En réalité, pour extraire de l’hydrogène avec les dispositifs existants, il faut utiliser de l’eau douce. Une ressource cruciale et limitée, qui manque déjà dans de nombreux territoires. Une équipe composée de chercheurs de différents pays a donc tenté de concevoir un appareil capable d’extraire l’hydrogène non pas de l’eau douce, mais de l’eau salée. « Nous avons divisé l’eau de mer naturelle en oxygène et en hydrogène… Pour produire de l’hydrogène vert par électrolyse, en utilisant un catalyseur non précieux et bon marché dans un électrolyseur commercial », explique l’ingénieur chimiste Shizhang Qiao de l’Université d’Adélaïde en Australie.
Pour bien comprendre le procédé qu’ils ont mis en place, il faut d’abord savoir ce qu’est l’électrolyse. Il s’agit d’une méthode qui permet de provoquer des réactions chimiques grâce à une activation électrique.

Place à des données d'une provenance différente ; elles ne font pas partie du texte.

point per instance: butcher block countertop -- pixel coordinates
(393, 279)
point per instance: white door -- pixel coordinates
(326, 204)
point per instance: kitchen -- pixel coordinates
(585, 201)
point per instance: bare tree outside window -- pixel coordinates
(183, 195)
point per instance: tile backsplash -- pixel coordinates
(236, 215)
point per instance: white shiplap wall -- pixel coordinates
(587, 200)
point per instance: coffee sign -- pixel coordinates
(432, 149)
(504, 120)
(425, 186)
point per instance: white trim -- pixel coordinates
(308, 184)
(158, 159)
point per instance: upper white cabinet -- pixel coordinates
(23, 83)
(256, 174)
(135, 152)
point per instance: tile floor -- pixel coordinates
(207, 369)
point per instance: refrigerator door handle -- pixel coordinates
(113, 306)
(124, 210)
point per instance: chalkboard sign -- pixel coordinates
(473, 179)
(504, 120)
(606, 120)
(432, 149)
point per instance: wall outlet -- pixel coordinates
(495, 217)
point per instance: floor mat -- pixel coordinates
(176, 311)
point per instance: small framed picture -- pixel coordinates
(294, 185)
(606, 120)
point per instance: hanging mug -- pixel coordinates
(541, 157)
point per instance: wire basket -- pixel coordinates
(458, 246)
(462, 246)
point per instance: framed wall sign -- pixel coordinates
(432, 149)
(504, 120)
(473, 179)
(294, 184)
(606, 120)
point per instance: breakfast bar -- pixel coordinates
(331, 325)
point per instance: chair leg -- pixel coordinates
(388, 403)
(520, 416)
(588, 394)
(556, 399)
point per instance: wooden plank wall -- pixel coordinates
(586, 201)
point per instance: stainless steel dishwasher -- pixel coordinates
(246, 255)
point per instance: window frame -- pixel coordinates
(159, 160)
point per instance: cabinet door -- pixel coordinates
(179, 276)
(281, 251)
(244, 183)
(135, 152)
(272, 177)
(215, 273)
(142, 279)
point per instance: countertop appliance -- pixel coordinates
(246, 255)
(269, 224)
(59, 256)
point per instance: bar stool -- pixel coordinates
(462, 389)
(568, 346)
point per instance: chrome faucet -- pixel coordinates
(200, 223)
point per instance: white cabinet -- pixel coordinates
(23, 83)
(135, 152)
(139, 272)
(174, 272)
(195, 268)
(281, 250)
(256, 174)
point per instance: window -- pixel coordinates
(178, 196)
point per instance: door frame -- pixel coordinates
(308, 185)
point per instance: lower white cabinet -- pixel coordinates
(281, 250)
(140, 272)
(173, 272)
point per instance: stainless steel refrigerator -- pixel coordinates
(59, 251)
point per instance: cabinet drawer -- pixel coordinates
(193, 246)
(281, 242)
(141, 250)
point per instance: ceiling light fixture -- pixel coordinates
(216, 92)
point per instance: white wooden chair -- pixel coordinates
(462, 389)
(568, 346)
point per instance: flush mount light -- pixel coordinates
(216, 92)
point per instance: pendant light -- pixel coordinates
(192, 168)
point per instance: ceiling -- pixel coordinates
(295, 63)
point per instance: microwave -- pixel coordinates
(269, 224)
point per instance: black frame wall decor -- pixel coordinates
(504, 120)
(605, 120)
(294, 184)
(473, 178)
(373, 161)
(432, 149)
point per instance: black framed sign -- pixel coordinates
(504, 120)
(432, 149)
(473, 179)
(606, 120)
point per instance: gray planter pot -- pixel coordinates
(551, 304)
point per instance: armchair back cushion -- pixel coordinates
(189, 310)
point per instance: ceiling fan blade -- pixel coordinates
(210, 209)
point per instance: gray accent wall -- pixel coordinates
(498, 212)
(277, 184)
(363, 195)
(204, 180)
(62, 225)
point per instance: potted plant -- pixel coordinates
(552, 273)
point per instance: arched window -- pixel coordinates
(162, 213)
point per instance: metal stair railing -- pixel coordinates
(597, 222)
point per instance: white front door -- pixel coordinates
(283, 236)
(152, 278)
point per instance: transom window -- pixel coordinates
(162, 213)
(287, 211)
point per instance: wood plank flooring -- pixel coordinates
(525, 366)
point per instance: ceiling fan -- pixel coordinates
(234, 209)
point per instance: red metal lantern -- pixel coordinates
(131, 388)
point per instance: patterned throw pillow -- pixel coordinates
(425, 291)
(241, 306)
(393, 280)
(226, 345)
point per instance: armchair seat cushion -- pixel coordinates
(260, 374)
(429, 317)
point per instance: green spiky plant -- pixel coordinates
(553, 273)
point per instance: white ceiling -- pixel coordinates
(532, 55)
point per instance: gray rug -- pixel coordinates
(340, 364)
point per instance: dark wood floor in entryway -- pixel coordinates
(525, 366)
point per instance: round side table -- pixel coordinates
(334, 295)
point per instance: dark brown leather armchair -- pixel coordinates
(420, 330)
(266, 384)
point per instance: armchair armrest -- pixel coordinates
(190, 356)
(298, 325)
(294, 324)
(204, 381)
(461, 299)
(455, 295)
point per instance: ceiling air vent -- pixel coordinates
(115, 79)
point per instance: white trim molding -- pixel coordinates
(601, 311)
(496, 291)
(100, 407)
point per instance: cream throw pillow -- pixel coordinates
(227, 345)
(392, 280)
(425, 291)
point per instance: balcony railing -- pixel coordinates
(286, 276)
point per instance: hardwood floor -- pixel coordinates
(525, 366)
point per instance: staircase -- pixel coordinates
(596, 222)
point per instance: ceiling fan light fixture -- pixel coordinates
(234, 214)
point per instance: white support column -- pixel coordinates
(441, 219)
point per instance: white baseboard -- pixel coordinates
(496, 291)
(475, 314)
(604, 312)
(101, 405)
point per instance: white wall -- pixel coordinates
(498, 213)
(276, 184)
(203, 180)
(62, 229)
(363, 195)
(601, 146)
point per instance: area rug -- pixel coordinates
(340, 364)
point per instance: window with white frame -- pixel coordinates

En l’occurrence, l’électrolyse de l’eau permet de « séparer » les atomes de dihydrogène (H2) et de dioxygène (O2). L’électrolyseur est donc l’appareil dans lequel ce phénomène se produit. L’hydrogène peut être utilisé comme source d’énergie. Toutefois, plusieurs points dans ce procédé posent question d’un point de vue écologique actuellement.
L’électricité utilisée, en premier lieu, qui peut être issue d’énergies fossiles. Admettons que l’on utilise des énergies renouvelables pour ce point. Une des faiblesses des procédés d’électrolyse est qu’ils ne fonctionnent qu’avec de l’eau douce. « Trouver un moyen de réaliser l’électrolyse avec de l’eau de mer pourrait rendre l’avenir de la production d’hydrogène vert beaucoup plus durable », commente Science Alert.
Des ions chlorures perturbateurs
Si l’eau de mer ne fonctionne habituellement pas pour la catalyse, c’est à cause du chlore. Plus exactement des ions chlorures. Ils sont présents naturellement dans l’eau de mer, et érodent les matériaux catalyseurs destinés à entraîner la réaction de production d’hydrogène et de séparation de l’eau. De plus, lors de l’électrolyse, des précipités massifs insolubles se forment également. Ces derniers bloquent les sites de réaction et gênent la production d’hydrogène à grande échelle.
C’est donc sur la façon de gérer ces ions chlorures si gênants que le nouveau prototype conçu par les scientifiques se concentre. Pour les neutraliser, ils ont superposé un acide particulier appelé « acide de Lewis » à une série de catalyseurs communs à base d’oxyde de cobalt. Ils ont ensuite effectué une série de tests. Ils ont ainsi pu observer que les catalyseurs modifiés résistent à l’attaque du chlore et empêchent la formation de tout précipité.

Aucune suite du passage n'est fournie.